UK companies aren't educating staff on cyber security

A recent survey has revealed what many of us in the IT sector feared: UK companies are not sufficiently educating staff on cyber security risks and risk facing subsequent disaster if hit by a cyber-attack.

The research revealed a huge 68% of British companies don’t have a cyber security awareness programme of any shape or form in place. This is even more worrying when you consider the fact that almost half of businesses also don’t have a cyber security strategy, according to the Institute of Directors (IoD).

The Ultima survey revealed that over two-thirds (76%) of businesses aren’t prepared for zero-day attacks that exploit yet-unknown vulnerabilities, and a further 74% don’t have a plan in place to recover from cyber-attacks should they fall victim. Given that more than half of UK businesses have experienced a Ransomware attack – one of many varieties of cyber-attacks – and evidence that shows enterprises download a variant of malware every 4 seconds, these statistics should shock business owners into action.

The WannaCry Ransomware attack that hit household names including Telefonica, Nissan and the NHS finally brought cyber-attacks, specifically Ransomware, into the public discourse. 24 NHS trusts and around 40 hospitals were shut down or similarly impacted by this attack. Operations were cancelled, A&Es closed and GP appointments came to a screeching halt. While no official statistics have been released, it’s very possible that patients died as a result of this attack. This cyber-attack impacted thousands across the country and the world in a way that a physical disaster like a flood, which is isolated in one location, could never have.

Over a month later, many businesses are still vulnerable to a wide range of cyber-attacks. Many business leaders feel detached from the attack because they weren’t a victim. The high-profile victims might further distance small business owners from the issue. However, it’s wrong to thing that only big businesses are targeted with cyber-attacks; WannaCry wasn’t targeted at all. If hackers can bring down FTSE 100 companies, they can definitely bring down your small local business. These hackers don’t discriminate; they’ll go after small businesses that they perceive to have weak defences, and larger businesses for profit.

A multi-layered cyber security strategy is essential to the continuation of a business. To truly protect your organisation from the widening cyber threat landscape, it comes down to more than a basic anti-virus; the tool is essential, but business leaders and IT directors need to look beyond that. A robust strategy includes running a patched, supported operating system, anti-virus, a backup and disaster recovery solution, and importantly, an educated workforce. You can read more about our recommendations for a cyber security strategy in our recent blog.

Time and time again, studies have shown that your people are the first line of defence against cyber-attacks, and yet they’re also the weakest link.

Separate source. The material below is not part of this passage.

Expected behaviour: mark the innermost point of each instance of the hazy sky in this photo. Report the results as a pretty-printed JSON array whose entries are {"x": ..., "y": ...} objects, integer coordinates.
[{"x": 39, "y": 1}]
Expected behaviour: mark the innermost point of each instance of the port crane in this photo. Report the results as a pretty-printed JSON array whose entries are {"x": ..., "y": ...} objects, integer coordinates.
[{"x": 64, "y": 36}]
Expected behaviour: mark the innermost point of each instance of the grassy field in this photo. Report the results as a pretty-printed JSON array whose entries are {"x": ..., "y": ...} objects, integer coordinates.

IBM’s Cyber Security Intelligence Index indicates that 95% of all cyber security incidents are the result of human error. The government’s Department for Culture, Media and Sport carried out a study into cyber security breaches that was released in 2017, which revealed that only a fifth of businesses have had staff take part in cyber security training. Furthermore, non-specialist staff, including those in back office functions, were the least likely to be trained on cyber security.

It’s well known that email is a primary vehicle for the distribution of malware and other malicious payloads. There’s an attitude of complacency that comes with email threats, but increasingly sophisticated email spoofing tactics mean these emails are incredibly convincing and therefore harder to spot than ever. While your IT staff might be shrewd enough to spot even the most convincing malicious emails, it’s important to remember that you need a company-wide security-savvy culture. What looks like an obvious threat to one person can look like a genuine colleague email, invoice or exclusive offer to another.

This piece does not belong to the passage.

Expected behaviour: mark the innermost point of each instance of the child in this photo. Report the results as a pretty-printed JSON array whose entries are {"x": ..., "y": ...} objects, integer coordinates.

At TSG we’ve both implemented Sophos’ new tool, Phish Threat, and added it to our portfolio. The product simulates a targeted, calculated phishing attack against your members of staff. You can determine what the email looks like, fire it off to your workforce and see exactly who clicks. This isn’t a sneaky trick, but a business-critical practice given the cyber security risks out there. Those colleagues who click on the link are informed about Phish Threat and given extensive training on spotting malicious threats. It allows your business to gauge the risks posed by your frontline staff and to train staff on the risks quickly and effectively. Read more about how Sophos Phish Threat can help your business.

Business data is now in the crosshairs of hackers. High profile data breaches seem to hit the headlines every other day with DocuSign, Xbox, PlayStation and Tesco just some of the household names whose data was compromised. With GDPR coming into effect in May 2018, protecting your precious business data has never been more important. With fines of £17.5m or 4% of your company’s turnover – whichever is higher – for non-compliance, this could spell the end of your business. We’re hosting a GDPR roadshow around the country to help you understand the implications to your business and prepare as soon as possible.

It doesn’t matter what sector you’re in, what services you offer, or the size of your business. Cyber threats are more sophisticated than ever, and humans are almost always the weakest link in your defence against cyber-attacks. By not educating your staff on cyber security, you’re allowing hackers to exploit the vulnerability of your first line of defence.